独立行政法人評価制度委員会:内部統制の取組事例から学ぶ、組織の健全化と成長
独立行政法人評価制度委員会:内部統制の取組事例から学ぶ、組織の健全化と成長
独立行政法人評価制度委員会では、令和6年4月15日に第48回独立行政法人評価制度委員会・第65回評価部会(合同会議)が開催されました。この会議では、本年度の調査審議の進め方と内部統制に関する取組事例が議題に上がりました。

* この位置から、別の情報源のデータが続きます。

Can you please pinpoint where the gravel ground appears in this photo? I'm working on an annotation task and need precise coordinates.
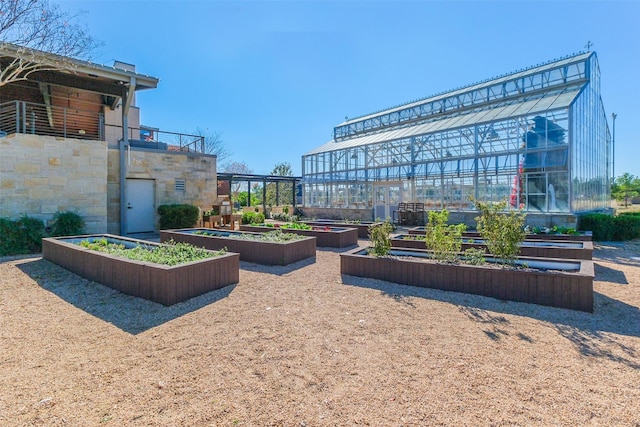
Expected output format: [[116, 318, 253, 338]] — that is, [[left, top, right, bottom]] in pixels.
[[0, 238, 639, 426]]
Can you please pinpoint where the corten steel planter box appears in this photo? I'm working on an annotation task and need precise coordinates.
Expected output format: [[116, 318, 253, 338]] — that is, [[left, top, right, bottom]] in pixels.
[[160, 228, 316, 266], [239, 225, 358, 248], [42, 234, 240, 306], [303, 220, 382, 239], [392, 235, 593, 260], [407, 226, 593, 242], [340, 247, 594, 312]]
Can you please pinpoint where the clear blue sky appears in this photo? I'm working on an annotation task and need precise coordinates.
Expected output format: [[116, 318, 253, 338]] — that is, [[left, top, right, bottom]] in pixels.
[[64, 0, 639, 177]]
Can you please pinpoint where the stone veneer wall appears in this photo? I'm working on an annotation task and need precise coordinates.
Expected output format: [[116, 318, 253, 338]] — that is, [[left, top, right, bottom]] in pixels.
[[0, 133, 108, 233], [107, 147, 217, 234]]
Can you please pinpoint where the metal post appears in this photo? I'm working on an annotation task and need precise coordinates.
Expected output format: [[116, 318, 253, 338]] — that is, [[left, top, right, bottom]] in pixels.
[[262, 179, 267, 213], [247, 179, 251, 207], [15, 101, 20, 134], [611, 113, 617, 182]]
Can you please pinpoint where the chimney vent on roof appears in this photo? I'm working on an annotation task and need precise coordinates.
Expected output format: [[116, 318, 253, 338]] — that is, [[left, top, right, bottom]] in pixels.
[[113, 60, 135, 73]]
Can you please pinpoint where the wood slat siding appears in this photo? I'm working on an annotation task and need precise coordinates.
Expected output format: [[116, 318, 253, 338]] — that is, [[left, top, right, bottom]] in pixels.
[[391, 235, 593, 260], [303, 221, 383, 239], [340, 248, 594, 312], [42, 235, 239, 306], [159, 229, 316, 266], [239, 225, 358, 248]]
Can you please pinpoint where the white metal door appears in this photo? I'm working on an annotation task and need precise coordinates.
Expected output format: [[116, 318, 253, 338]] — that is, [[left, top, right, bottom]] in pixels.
[[126, 179, 155, 233]]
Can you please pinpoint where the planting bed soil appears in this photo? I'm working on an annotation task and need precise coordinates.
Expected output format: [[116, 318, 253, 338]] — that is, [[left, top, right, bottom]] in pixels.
[[42, 234, 239, 305], [341, 247, 594, 312], [240, 224, 358, 248], [392, 234, 593, 260], [303, 220, 382, 238], [160, 228, 316, 266]]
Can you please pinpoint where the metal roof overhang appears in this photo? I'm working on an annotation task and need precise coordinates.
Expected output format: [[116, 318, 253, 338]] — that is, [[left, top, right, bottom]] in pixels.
[[0, 42, 159, 97], [217, 173, 302, 183]]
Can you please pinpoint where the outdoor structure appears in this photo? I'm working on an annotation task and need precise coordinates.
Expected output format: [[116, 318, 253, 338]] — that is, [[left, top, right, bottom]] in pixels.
[[217, 172, 301, 214], [0, 43, 217, 234], [301, 52, 611, 227]]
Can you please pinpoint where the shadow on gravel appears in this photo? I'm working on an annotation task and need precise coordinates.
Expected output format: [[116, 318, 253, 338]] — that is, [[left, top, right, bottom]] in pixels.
[[342, 274, 640, 368], [594, 263, 629, 285], [239, 256, 316, 275], [17, 258, 235, 335], [316, 245, 360, 253]]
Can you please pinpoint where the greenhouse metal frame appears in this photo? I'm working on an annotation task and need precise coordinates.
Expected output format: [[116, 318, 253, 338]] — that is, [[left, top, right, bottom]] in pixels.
[[302, 52, 611, 222]]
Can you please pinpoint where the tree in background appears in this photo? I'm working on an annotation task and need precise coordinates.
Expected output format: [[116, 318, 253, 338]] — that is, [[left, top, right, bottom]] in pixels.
[[0, 0, 102, 86], [612, 173, 640, 207], [194, 127, 230, 163], [265, 162, 293, 207], [222, 161, 253, 205]]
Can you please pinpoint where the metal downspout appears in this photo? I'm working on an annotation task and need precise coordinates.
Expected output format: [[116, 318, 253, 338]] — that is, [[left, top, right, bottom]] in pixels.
[[119, 121, 128, 235], [119, 77, 136, 235]]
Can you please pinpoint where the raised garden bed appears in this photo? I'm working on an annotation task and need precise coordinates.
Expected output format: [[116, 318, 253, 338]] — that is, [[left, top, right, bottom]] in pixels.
[[42, 234, 239, 306], [239, 224, 358, 248], [160, 228, 316, 265], [341, 247, 594, 312], [407, 226, 593, 241], [303, 220, 382, 239], [392, 234, 593, 260]]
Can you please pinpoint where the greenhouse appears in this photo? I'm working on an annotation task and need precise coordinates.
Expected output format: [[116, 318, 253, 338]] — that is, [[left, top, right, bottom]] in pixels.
[[301, 52, 611, 224]]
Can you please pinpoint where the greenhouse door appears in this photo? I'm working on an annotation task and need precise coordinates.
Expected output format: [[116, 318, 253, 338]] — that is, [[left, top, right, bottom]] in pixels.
[[373, 184, 401, 221]]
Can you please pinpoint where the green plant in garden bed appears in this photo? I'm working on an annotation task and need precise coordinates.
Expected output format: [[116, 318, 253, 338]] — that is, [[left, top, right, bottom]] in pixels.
[[263, 222, 313, 230], [194, 229, 304, 242], [526, 225, 578, 235], [424, 209, 467, 263], [473, 198, 525, 266], [79, 239, 225, 266], [270, 212, 299, 222], [367, 219, 393, 257]]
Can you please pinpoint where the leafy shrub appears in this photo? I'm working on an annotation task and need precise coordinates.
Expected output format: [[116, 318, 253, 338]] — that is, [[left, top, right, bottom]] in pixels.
[[0, 216, 45, 255], [474, 198, 525, 266], [242, 211, 266, 224], [271, 212, 299, 222], [253, 213, 265, 224], [241, 211, 255, 224], [579, 213, 640, 241], [157, 204, 199, 229], [424, 209, 466, 262], [367, 219, 393, 257], [49, 211, 85, 237]]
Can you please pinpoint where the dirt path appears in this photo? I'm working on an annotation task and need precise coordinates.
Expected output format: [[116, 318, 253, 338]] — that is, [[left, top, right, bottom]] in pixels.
[[0, 240, 639, 426]]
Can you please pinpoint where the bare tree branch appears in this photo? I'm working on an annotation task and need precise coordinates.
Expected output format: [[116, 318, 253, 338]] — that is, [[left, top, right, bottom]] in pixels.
[[0, 0, 102, 86], [194, 127, 231, 162]]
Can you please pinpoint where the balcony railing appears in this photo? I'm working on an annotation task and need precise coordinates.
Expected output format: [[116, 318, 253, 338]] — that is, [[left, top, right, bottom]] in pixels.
[[107, 124, 205, 153], [0, 100, 206, 154], [0, 100, 104, 140]]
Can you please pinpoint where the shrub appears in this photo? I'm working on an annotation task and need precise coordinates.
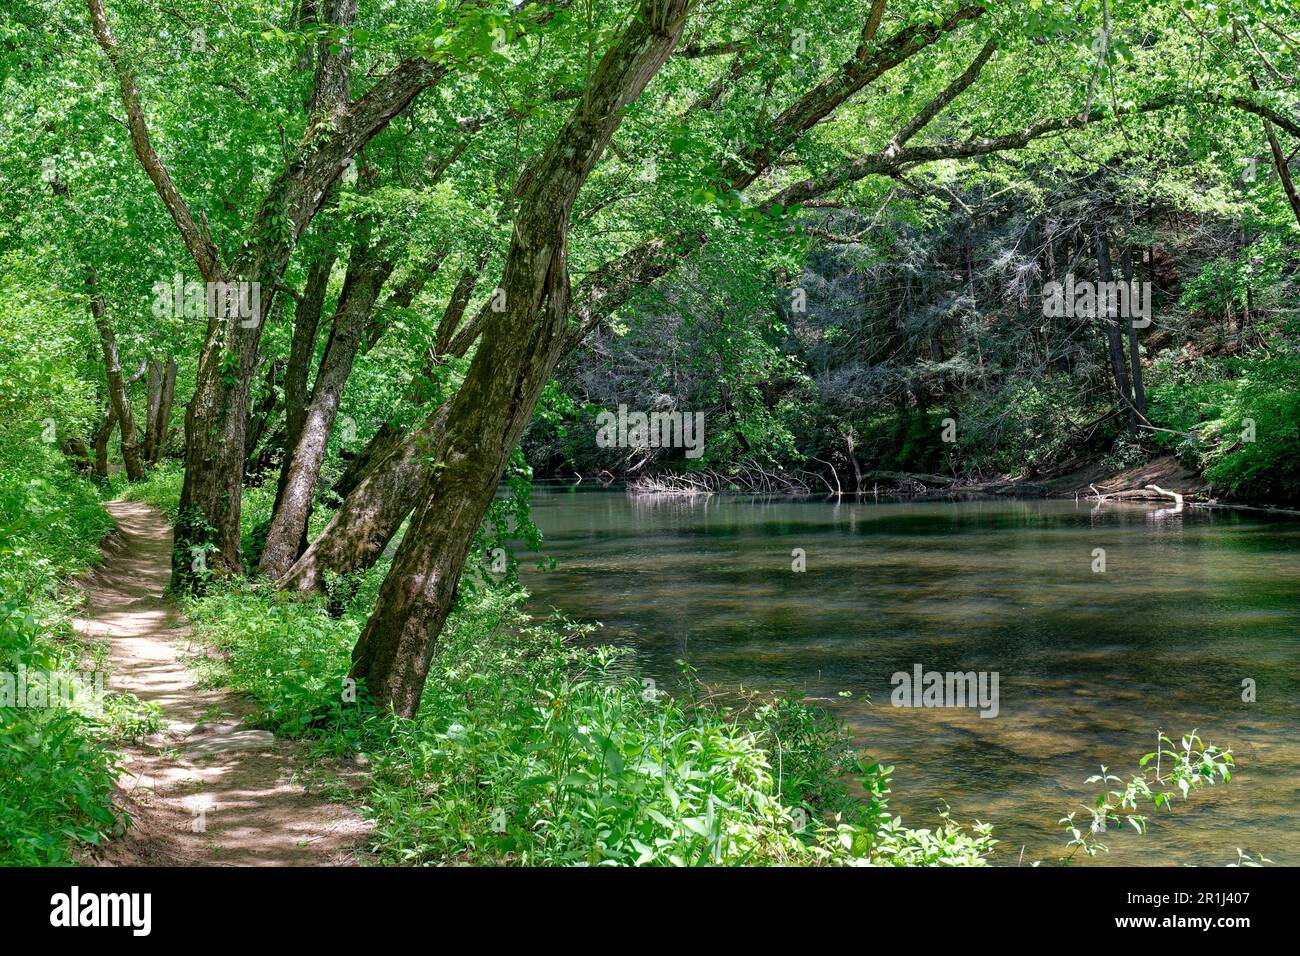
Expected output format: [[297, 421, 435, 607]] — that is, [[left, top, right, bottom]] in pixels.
[[0, 440, 127, 865]]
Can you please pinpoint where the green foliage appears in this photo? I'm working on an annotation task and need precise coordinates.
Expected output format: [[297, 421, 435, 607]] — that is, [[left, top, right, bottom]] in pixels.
[[1059, 731, 1238, 864], [0, 436, 124, 865], [1147, 352, 1300, 503], [181, 582, 996, 866]]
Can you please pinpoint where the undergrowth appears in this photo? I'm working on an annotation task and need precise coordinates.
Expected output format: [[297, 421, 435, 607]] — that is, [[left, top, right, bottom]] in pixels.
[[183, 582, 997, 866]]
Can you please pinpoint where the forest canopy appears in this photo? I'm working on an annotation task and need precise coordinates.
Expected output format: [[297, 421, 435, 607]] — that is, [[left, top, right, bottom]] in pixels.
[[0, 0, 1297, 867]]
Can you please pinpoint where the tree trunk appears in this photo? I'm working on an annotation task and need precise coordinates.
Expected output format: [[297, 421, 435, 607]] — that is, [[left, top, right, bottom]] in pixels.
[[1252, 73, 1300, 229], [1120, 246, 1147, 419], [143, 358, 163, 462], [244, 358, 285, 475], [349, 0, 692, 717], [87, 267, 144, 480], [281, 250, 336, 467], [278, 404, 448, 592], [93, 400, 115, 478], [325, 247, 462, 498], [151, 357, 176, 464], [332, 421, 404, 503], [432, 253, 488, 355], [1264, 116, 1300, 229], [1091, 217, 1134, 428], [259, 241, 396, 578]]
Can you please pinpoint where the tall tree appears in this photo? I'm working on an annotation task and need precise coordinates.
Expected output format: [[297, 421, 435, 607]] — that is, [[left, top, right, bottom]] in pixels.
[[349, 0, 694, 715]]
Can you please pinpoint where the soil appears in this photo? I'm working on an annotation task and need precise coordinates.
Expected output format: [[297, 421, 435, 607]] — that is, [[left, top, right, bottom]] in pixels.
[[74, 500, 373, 866]]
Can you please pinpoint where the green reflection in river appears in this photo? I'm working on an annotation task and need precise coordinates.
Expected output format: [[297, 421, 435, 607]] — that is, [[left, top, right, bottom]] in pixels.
[[516, 485, 1300, 866]]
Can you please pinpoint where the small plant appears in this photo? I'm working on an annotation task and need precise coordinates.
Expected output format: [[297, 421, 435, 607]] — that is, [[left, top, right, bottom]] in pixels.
[[1058, 730, 1238, 864], [96, 692, 163, 743]]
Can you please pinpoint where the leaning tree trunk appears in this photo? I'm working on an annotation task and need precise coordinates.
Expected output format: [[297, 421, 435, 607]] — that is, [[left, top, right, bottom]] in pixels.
[[349, 0, 692, 717], [259, 242, 395, 578], [87, 267, 144, 480], [1264, 116, 1300, 229], [278, 403, 449, 592], [280, 249, 336, 472], [332, 421, 405, 502]]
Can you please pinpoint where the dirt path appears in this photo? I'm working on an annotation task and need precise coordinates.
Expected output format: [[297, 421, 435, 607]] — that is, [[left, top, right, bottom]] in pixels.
[[74, 500, 372, 866]]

特に注目されたのは、内部統制に関する取組事例として紹介された、統計センターと教職員支援機構(NITS)の取り組みです。
統計センター:理事長主導による意識改革とリスク管理
統計センターは、常勤職員約600名の行政執行法人です。同法人は、理事長や理事からの定期的なメッセージ発信、内部統制推進月間の設定などを積極的に行い、職員の意識改革を図っています。
具体的には、理事長をはじめとする役員が毎月交代でメッセージを発信し、法人のミッションや組織運営に関する考え方を職員に共有しています。また、リスク管理については、「重点管理項目」と「日常管理項目」に分けて整理し、リスクマップ形式で可視化することで、リスクの発生を抑制する体制を整えています。
さらに、内部統制推進月間を設け、全役職員を対象としたeラーニングやリスク管理のモニタリングを実施することで、内部統制に関する理解を深め、意識を高めています。
教職員支援機構(NITS):職員との対話を通じたミッション浸透と風通しの良い職場づくり
教職員支援機構(NITS)は、常勤職員約40名の中期目標管理法人です。同法人は、理事長自ら職員との日常的なコミュニケーションを重視し、ミッションの浸透と風通しの良い職場づくりに取り組んでいます。
具体的には、理事長が事務室を訪れて職員と直接会話をしたり、意見交換会を開催したりすることで、職員の意見や提案を直接聞き取り、業務に反映させています。また、職員が主体的に学び、意見交換できる場として、PLC(Professional Learning Community)を設け、職員同士のコミュニケーションを促進しています。
さらに、NITSでは、職員の入れ替わりが多いことを踏まえ、リスク対応計画を作成し、転入職員に共有することで、リスク管理意識の向上を図っています。
内部統制の重要性と今後の展望
今回の事例紹介では、理事長によるトップマネジメントを中心とした、内部統制の具体的な取り組みが示されました。
委員会では、内部統制の重要性や今後の課題について活発な議論が交わされました。特に、法人の規模や業務内容によって、内部統制に対する要求水準が異なること、監事の役割をより活用していく必要性などが指摘されました。
今後は、様々な法人の内部統制の取り組みを継続的に紹介し、その成果を共有することで、独立行政法人の健全な運営と成長に貢献していくことが期待されます。